OnlyOffice concerns (vendor makes shady moves)

kolAflash

This is a follow up to a GitHub issue
https://github.com/cryptpad/cryptpad/issues/586
Especially, but not only, to my post in that issue.

Context
The CryptPad editor apps for text documents, presentations and spreadsheets are based on OnlyOffice (Wikipedia).
See also:
https://blog.cryptpad.org/2021/10/21/Announcing-new-apps/
https://github.com/cryptpad/web-apps
https://github.com/cryptpad/sdkjs
https://forum.cryptpad.org/d/103-is-the-source-code-of-the-onlyoffice-spreadsheet-editor-appjs-missing/3
https://forum.cryptpad.org/d/158-upgrade-onlyoffice-to-74x/2
https://forum.cryptpad.org/d/222-onlyoffice-writer

The Shady Moves

The company behind OnlyOffice is "Ascensio System SIA". And that company did some shady moves.

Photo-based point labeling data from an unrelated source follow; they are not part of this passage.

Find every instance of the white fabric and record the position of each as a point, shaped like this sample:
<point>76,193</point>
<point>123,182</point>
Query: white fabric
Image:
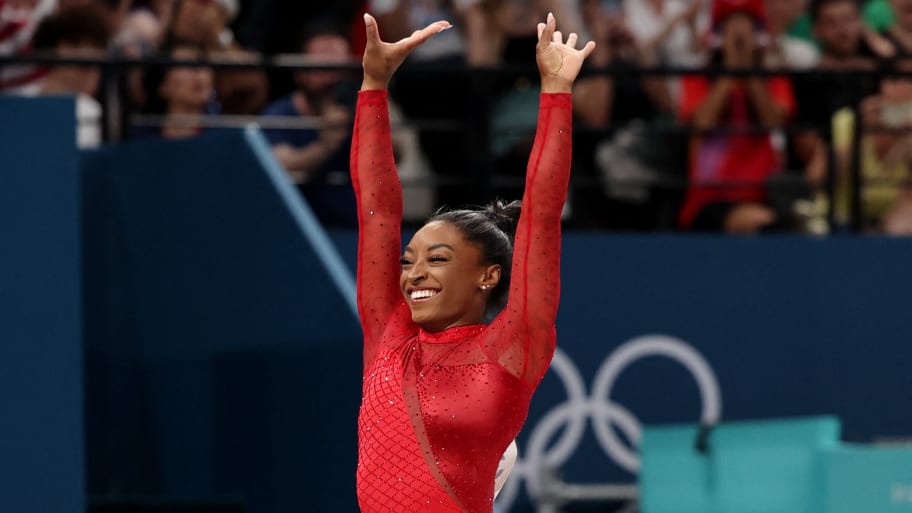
<point>505,466</point>
<point>797,53</point>
<point>646,24</point>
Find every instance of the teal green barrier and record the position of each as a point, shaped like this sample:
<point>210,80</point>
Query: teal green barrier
<point>769,466</point>
<point>41,401</point>
<point>868,479</point>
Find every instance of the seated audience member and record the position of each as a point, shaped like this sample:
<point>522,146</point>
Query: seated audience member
<point>424,80</point>
<point>617,146</point>
<point>317,159</point>
<point>141,34</point>
<point>81,31</point>
<point>179,94</point>
<point>18,21</point>
<point>669,33</point>
<point>885,157</point>
<point>845,46</point>
<point>728,171</point>
<point>900,31</point>
<point>206,23</point>
<point>785,50</point>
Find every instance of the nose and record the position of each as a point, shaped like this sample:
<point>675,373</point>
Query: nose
<point>417,272</point>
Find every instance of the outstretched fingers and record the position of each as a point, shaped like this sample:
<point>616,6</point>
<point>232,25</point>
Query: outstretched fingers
<point>590,46</point>
<point>546,31</point>
<point>371,30</point>
<point>422,35</point>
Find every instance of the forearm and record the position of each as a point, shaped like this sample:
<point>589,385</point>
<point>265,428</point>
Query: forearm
<point>548,171</point>
<point>379,201</point>
<point>377,189</point>
<point>709,112</point>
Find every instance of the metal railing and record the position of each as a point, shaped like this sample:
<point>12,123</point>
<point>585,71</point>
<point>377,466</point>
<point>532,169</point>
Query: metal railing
<point>485,176</point>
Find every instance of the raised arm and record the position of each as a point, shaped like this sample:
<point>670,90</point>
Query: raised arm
<point>377,189</point>
<point>535,282</point>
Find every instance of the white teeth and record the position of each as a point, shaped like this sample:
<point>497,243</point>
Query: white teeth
<point>423,294</point>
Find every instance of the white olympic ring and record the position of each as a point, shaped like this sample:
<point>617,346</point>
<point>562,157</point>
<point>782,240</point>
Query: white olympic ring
<point>573,413</point>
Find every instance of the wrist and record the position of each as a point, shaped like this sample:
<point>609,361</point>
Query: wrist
<point>556,86</point>
<point>370,84</point>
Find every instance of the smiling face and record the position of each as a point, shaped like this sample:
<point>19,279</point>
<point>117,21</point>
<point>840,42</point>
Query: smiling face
<point>442,278</point>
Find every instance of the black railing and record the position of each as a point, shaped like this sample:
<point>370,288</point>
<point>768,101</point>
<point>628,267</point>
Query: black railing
<point>483,179</point>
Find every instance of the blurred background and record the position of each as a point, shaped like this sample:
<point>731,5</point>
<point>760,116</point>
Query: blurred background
<point>177,324</point>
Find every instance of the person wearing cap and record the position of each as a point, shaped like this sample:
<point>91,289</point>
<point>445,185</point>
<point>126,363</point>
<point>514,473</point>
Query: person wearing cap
<point>728,169</point>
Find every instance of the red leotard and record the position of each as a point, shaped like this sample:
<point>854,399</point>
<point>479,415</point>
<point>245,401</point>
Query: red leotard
<point>439,409</point>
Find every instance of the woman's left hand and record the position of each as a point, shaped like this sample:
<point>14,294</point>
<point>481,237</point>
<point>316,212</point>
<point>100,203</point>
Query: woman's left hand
<point>559,62</point>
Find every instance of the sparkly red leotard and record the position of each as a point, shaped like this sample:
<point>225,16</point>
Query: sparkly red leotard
<point>439,409</point>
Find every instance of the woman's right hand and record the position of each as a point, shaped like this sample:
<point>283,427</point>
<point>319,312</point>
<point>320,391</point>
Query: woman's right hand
<point>381,59</point>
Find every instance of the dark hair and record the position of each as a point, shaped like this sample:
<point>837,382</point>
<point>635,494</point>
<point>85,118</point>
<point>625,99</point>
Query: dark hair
<point>491,228</point>
<point>154,73</point>
<point>817,5</point>
<point>76,24</point>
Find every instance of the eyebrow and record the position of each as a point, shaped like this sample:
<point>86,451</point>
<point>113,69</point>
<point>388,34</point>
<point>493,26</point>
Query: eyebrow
<point>408,249</point>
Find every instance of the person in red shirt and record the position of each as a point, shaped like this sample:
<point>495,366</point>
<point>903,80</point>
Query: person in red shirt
<point>728,169</point>
<point>444,393</point>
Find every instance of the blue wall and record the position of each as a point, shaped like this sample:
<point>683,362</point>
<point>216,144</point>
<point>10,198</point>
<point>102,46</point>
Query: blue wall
<point>41,410</point>
<point>222,357</point>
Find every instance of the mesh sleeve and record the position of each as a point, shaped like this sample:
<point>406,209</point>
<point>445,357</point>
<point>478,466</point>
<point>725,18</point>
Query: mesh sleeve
<point>379,201</point>
<point>526,326</point>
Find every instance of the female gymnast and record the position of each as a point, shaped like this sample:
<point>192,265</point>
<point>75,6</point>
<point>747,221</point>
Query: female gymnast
<point>444,393</point>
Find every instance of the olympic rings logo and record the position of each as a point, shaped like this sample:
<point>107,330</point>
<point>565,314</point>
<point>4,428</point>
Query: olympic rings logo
<point>573,414</point>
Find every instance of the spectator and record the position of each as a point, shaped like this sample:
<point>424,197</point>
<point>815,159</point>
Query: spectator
<point>317,159</point>
<point>452,150</point>
<point>18,21</point>
<point>669,33</point>
<point>179,94</point>
<point>885,158</point>
<point>620,150</point>
<point>81,31</point>
<point>900,31</point>
<point>511,38</point>
<point>846,45</point>
<point>728,170</point>
<point>786,50</point>
<point>206,23</point>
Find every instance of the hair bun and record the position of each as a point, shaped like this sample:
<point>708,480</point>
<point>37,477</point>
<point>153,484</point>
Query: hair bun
<point>504,215</point>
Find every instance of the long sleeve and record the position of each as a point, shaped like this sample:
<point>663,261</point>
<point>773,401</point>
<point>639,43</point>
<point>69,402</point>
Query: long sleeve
<point>527,323</point>
<point>379,201</point>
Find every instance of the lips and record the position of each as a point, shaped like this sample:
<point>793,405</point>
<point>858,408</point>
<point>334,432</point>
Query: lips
<point>420,295</point>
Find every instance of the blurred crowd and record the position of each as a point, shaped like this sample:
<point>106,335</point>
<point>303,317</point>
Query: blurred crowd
<point>817,142</point>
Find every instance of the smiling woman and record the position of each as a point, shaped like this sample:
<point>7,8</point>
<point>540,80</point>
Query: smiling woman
<point>444,393</point>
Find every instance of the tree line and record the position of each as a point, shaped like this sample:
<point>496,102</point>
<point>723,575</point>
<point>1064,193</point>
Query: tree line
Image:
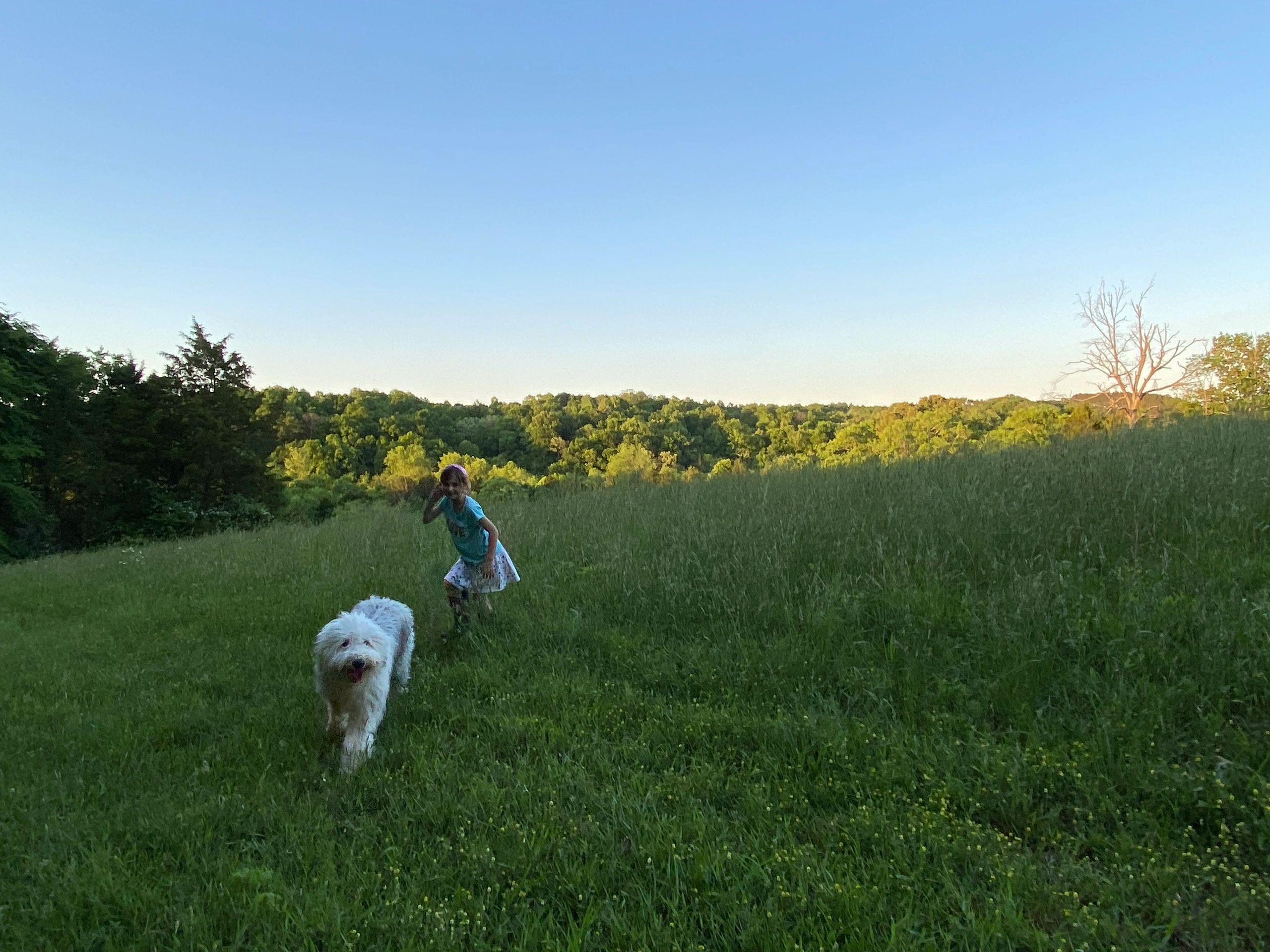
<point>96,450</point>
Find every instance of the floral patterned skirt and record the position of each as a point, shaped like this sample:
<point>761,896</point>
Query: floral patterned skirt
<point>466,577</point>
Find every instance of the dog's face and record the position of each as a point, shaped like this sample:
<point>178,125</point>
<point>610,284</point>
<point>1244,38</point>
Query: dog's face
<point>351,648</point>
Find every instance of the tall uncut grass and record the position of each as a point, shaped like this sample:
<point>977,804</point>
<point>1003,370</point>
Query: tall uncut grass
<point>1008,701</point>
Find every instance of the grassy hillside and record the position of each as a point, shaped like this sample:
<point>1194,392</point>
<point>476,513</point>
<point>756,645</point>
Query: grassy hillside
<point>1012,701</point>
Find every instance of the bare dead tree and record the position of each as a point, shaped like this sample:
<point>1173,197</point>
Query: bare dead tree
<point>1131,358</point>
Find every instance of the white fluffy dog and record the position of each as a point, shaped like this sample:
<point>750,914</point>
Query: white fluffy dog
<point>356,658</point>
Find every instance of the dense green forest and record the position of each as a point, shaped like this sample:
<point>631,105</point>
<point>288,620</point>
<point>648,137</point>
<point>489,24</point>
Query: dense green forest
<point>96,450</point>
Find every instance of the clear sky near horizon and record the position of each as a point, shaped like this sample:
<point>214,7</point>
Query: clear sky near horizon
<point>804,202</point>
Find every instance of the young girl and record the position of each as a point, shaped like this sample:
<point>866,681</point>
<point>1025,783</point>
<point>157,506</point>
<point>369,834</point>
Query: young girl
<point>483,564</point>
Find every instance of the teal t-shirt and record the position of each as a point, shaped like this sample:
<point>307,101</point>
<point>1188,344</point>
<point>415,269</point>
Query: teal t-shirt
<point>470,537</point>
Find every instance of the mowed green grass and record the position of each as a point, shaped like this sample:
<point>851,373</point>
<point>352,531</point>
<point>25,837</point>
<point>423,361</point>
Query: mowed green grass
<point>1009,701</point>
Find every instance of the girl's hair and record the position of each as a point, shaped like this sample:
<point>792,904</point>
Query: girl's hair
<point>455,470</point>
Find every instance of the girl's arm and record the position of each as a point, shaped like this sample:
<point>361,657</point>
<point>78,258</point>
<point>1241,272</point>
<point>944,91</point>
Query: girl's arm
<point>487,568</point>
<point>432,511</point>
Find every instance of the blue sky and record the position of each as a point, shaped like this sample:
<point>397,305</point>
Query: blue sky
<point>752,202</point>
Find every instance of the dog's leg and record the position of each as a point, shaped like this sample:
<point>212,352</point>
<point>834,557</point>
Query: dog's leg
<point>405,652</point>
<point>357,746</point>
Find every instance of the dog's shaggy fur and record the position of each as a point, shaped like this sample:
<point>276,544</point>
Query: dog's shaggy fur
<point>357,656</point>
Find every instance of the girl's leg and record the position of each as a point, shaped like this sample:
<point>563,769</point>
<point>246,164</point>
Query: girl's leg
<point>457,599</point>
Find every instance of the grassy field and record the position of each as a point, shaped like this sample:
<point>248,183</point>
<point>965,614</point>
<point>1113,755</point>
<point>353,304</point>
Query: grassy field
<point>1004,702</point>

There were some monetization and licensing issues. But I'm more concerned about "Ascensio System SIA" disguising it's true origins. For many years it looked like it's based in Latvia. But in 2022 it turned out, that it's actually a subsidiary of the fully Russian company "New Communication Technologies", owned by a person named "Lev Bannov". In 2023 that changed and Ascensio is now owned by a British / Singaporean construct named "OnlyOffice Capital Group Pte. Ltd". So the owners behind that capital group might still be the same as before.

It's also been claimed, that people tried to actively hide the Russian origins on the English Wikipedia.
https://en.wikipedia.org/w/index.php?title=Talk:OnlyOffice&oldid=1202462754#Hiding_of_Russian_origin
And there's a Russian version / "branding" of OnlyOffice called R7-Office (also owned by Lev Bannov).
R7-Office:
https://ru.wikipedia.org/wiki/%D0%A07-%D0%9E%D1%84%D0%B8%D1%81
https://ru-m-wikipedia-org.translate.goog/wiki/%D0%A07-%D0%9E%D1%84%D0%B8%D1%81?_x_tr_sl=auto&_x_tr_tl=en

The company Collabora (open source competitor of OnlyOffice) even claims, that the people developing OnlyOffice are all based in the Russian city of Nizhny Novgorod. So there's nothing technical happening in Latvia. And Collabora claims, that OnlyOffice needs some closed source blobs to work (can someone confirm that?).
https://www.collaboraoffice.com/comparing-collabora-with-onlyoffice/#Ownership

To make my point

Looks like "Ascensio System SIA" (the company behind OnlyOffice) actively disguised that they are based in Russia.
This does not necessarily make OnlyOffice bad.
But I like to ask some questions about the usage of OnlyOffice in Cryptpad.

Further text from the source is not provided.